LLM features started out as text in, text out. They have not been that for a while. A support tool ingests a screenshot of a customer's account dashboard with billing details visible on screen. A document agent reads a vendor PDF where the malicious instructions live inside an embedded image, not in the text the model sees. A receipt-processing assistant accepts a photo of an invoice that includes a full credit card number. A vision-enabled medical tool gets handed a chart image with a patient's complete record. A real estate app processes an uploaded photo of a signed contract, exposing personal information from the page. None of these are caught by a text-only guardrail. The PII, the prompt attack, and the regulated content are all in pixels, invisible to a check that only inspects the text wrapped around the image. Bifrost, the open-source AI gateway from Maxim AI, integrates with AWS Bedrock Guardrails so the same policy that governs the rest of an organization's AWS workloads can run inline on every LLM call, screening text and images alike.
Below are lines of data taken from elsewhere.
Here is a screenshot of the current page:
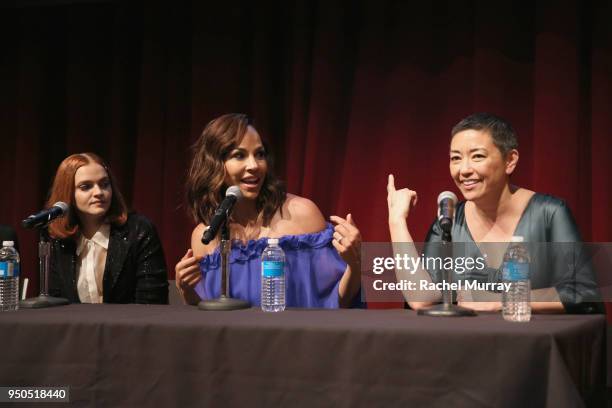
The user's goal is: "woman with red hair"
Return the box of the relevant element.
[47,153,168,303]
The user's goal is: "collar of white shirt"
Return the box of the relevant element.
[77,224,110,256]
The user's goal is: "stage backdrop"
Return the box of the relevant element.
[0,0,612,310]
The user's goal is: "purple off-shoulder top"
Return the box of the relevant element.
[196,224,346,308]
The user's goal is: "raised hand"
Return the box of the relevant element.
[387,174,418,222]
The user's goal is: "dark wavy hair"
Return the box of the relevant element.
[46,153,127,238]
[451,112,518,157]
[186,113,287,225]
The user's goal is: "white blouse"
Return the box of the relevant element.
[76,224,110,303]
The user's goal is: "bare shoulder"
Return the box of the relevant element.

The Gateway: One Place to Screen Text and Images
Multimodal LLM traffic has the same routing problem text traffic always had, only worse. Every team that ships a vision feature has to decide where to put content screening for images, how to combine it with text screening, and how to keep both consistent when the policy changes. With image inputs becoming routine across applications, doing this per-app and per-provider is exactly the kind of fragmentation gateways exist to remove. Every team writes its own image-handling hook. Every hook does something slightly different. The security team has no single place to see what is being screened and what is not.
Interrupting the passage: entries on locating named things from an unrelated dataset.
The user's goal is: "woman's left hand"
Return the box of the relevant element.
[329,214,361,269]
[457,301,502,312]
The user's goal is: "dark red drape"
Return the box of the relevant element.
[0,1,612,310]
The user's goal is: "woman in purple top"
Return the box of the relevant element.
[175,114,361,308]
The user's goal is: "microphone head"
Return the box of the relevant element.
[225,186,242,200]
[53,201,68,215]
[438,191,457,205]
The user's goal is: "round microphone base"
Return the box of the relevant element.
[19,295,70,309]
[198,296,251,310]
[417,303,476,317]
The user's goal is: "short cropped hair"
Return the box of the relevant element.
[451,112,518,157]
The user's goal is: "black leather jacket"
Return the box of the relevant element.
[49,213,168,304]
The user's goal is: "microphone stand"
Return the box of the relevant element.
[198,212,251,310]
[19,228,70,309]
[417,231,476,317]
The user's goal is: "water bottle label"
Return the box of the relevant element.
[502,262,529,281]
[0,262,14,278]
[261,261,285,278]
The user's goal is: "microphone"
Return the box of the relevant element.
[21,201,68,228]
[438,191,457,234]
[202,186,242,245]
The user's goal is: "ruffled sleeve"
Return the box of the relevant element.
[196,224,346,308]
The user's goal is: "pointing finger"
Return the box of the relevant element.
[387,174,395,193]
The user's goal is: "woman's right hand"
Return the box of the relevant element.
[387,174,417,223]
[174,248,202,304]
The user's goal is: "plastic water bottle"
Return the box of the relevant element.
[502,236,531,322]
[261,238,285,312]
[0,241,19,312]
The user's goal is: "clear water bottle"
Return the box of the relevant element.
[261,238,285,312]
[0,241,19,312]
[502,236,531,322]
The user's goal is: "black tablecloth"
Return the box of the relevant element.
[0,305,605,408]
The gateway changes the unit of work. Bifrost terminates every LLM call an application makes, regardless of whether the call carries text, images, or both. The same request an application sends to a vision-enabled model passes through the same gateway as a text-only call, and the same guardrail rule can attach to either. That means the policy a team configures in AWS Bedrock applies uniformly to whatever the application happens to be sending today, and continues to apply when next week's feature adds image upload or document ingestion.
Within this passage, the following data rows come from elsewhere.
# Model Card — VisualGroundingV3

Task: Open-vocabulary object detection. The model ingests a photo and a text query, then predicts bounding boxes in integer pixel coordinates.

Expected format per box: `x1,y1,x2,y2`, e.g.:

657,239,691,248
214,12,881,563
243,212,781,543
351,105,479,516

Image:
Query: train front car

Attaching the policy at the gateway means it is configuration, not application code. A guardrail rule is scoped with a CEL expression and bound to an input, output, or both phase, then runs on every matching call regardless of which application made it or which model handled it. Teams keep calling a single endpoint; the screening, monitoring, and logging happen at the gateway. Adding image checks for a new feature is a configuration change in Bifrost, not a code change in five applications.
The gateway also brings the operational and governance properties an enterprise expects. Bifrost attributes every call to a team or environment for budgets and access control, keeps traffic flowing when a provider degrades, and writes an audit trail that maps to SOC 2 Type II and HIPAA evidence. A guardrail policy applied at the gateway inherits that whole surface. And because Bifrost itself adds only around 11 microseconds of overhead per request, the cost of running an inline screening call, even one that includes image data, is dominated by the screening service itself, not by the gateway carrying it.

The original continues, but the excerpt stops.